Three Reasons Your Credit Union Does Not Have a Real Bench

And what to do about each one before the board starts asking questions

Tell me if this sounds familiar.

You have a good team. Things are running great.

But when someone asks you who steps up if your COO walks out the door tomorrow, or who is ready to take on a bigger role in the next 12 months, you get a little quiet. And you are not totally sure you have a great answer.

This comes up in almost every credit union I work with. And the more I dig into it, the more I find that it really comes down to three things. So let's dive in.

1, The leader becomes the bottleneck.

So when we think about this, it makes a lot of sense on the surface. Someone gets promoted because they are really good at what they do. And they bring all of that knowledge and capability into the new role.

The problem is that all of that knowledge stays with them.

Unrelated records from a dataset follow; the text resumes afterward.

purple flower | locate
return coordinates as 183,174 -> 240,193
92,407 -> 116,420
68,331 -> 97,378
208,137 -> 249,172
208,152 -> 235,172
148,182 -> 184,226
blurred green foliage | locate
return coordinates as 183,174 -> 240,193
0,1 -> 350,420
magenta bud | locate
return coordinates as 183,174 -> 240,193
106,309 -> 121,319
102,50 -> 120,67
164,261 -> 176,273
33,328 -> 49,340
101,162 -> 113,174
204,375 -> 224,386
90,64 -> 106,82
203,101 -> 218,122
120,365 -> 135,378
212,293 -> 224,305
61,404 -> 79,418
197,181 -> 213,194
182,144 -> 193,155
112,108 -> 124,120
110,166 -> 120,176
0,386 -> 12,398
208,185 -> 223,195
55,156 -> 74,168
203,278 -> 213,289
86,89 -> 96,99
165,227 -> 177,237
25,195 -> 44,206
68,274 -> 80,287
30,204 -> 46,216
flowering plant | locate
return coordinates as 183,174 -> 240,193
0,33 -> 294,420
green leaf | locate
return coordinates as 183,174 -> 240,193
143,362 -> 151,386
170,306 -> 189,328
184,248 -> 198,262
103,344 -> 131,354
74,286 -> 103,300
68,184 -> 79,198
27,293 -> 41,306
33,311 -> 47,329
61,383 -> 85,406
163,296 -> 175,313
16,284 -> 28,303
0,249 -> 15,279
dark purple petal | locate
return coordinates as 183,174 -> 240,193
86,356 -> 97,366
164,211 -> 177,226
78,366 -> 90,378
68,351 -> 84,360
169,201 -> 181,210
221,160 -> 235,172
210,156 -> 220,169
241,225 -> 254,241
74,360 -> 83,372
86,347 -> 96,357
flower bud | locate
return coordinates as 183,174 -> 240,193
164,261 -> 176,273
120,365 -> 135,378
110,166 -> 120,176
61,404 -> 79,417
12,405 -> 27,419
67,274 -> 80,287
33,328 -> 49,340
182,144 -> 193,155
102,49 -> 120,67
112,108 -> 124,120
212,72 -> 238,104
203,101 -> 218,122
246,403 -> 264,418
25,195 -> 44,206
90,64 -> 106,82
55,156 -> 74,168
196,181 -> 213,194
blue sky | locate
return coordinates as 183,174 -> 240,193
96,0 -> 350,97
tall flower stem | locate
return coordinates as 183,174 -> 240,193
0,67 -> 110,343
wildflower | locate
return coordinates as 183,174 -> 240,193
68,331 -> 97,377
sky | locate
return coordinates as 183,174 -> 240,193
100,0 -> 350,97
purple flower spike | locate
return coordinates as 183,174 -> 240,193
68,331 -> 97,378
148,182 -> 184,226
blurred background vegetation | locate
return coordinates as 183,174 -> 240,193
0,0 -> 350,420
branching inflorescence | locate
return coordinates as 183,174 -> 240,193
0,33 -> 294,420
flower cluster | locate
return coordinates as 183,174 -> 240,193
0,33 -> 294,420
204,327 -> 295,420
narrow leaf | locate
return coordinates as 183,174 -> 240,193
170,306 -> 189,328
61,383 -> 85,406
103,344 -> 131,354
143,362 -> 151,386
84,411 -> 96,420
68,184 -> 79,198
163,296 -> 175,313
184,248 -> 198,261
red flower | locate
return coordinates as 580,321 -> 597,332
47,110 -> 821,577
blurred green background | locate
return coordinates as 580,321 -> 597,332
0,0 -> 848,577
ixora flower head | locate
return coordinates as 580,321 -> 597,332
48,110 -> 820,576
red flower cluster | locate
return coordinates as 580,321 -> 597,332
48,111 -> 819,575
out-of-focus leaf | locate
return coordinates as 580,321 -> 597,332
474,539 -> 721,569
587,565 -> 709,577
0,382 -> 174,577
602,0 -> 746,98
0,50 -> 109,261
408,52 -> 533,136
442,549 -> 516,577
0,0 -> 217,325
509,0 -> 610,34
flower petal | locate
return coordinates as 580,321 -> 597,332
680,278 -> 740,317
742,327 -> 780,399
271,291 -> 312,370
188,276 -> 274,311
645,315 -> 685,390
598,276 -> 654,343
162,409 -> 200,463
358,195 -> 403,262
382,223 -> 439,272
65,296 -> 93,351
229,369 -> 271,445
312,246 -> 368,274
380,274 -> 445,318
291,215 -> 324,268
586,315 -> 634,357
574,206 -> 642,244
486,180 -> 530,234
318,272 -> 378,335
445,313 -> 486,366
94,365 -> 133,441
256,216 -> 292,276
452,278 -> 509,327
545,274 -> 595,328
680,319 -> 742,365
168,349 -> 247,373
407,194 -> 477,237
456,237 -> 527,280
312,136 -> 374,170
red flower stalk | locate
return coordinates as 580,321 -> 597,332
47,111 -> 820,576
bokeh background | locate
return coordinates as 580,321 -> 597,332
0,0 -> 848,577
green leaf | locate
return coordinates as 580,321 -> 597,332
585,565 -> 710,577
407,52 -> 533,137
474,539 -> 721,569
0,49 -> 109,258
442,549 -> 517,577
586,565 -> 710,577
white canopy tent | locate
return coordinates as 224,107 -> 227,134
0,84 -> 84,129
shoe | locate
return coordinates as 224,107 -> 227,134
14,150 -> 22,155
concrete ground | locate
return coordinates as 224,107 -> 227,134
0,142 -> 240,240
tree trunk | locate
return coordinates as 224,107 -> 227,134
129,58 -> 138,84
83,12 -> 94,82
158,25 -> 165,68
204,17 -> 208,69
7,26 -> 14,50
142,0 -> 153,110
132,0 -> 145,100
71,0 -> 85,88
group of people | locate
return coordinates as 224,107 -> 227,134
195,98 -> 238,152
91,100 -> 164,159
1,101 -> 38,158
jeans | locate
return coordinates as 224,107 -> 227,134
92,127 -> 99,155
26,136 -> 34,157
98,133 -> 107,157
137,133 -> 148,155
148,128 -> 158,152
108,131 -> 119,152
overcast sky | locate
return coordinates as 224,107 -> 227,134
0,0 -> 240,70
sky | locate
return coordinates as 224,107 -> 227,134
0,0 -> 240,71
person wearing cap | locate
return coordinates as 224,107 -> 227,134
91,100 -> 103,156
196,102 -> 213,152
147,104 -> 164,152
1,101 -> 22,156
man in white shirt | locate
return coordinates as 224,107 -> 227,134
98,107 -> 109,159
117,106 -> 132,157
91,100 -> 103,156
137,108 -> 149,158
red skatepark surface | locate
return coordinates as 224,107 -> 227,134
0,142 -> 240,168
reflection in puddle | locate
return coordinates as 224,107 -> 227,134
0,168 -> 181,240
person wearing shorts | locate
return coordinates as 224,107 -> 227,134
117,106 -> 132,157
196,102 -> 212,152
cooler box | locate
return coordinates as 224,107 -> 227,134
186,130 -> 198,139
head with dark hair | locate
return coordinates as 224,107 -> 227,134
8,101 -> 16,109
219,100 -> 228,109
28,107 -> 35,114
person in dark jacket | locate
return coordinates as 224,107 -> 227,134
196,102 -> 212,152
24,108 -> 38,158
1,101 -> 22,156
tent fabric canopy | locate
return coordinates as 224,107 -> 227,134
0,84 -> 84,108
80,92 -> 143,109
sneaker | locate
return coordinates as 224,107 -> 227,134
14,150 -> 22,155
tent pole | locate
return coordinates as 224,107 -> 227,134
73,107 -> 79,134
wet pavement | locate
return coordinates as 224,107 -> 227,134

And because it takes time and it takes a real system to transfer what you know to the people around you, most leaders just keep carrying it. A little bit of "I'll get to that eventually" turns into years of being the only person who really knows how things work.

And I do think it's really important to mention that this goes way past just being busy. It becomes way more than a time issue. It becomes a cultural issue. The team learns to wait. They stop taking ownership because the leader is always the answer. And now you have a bottleneck wearing a leadership title.

You guys know what I'm talking about, right?

2, There is a trust gap nobody is talking about.

One thing I noticed is that a lot of credit union leaders do not fully trust the people they have to grow into bigger roles. And instead of making some hard decisions, moving people around, or sometimes letting the wrong person go so the right person can step in, they compromise.

They take a little bit more onto their own plate. They make exceptions. They keep hoping the situation works itself out.

And there might be something there worth looking at honestly. Because sometimes it is a trust issue. But sometimes it is the wrong people in the wrong seats. And until that gets addressed, succession planning stays a conversation instead of a plan.

3, There is no real scorecard.

A lot of credit unions just do not have a clear picture of who is on their team, what they are capable of, and what it would take to get them ready for the next level.

No strengths assessments. No Three C's framework to really drill down on who is committed, capable, and coachable. No honest look at who is ready now, who is ready soon, and who is ready down the road.

And so they cannot cast a real vision. They cannot build a real development path. They know they need a bench. They just have not built the system to see who belongs on it.

I touched on this a lot with leaders across the country. And the pattern is always the same. Leadership pipelines do not build themselves. And without a scorecard, succession planning is just hope dressed up as a strategy.

So where do you start?

The same place I start with every credit union I work with. Get the ground truth. Find out who you actually have, where they actually are, and what it is going to take to get them ready.

Because you cannot build a bench you cannot see.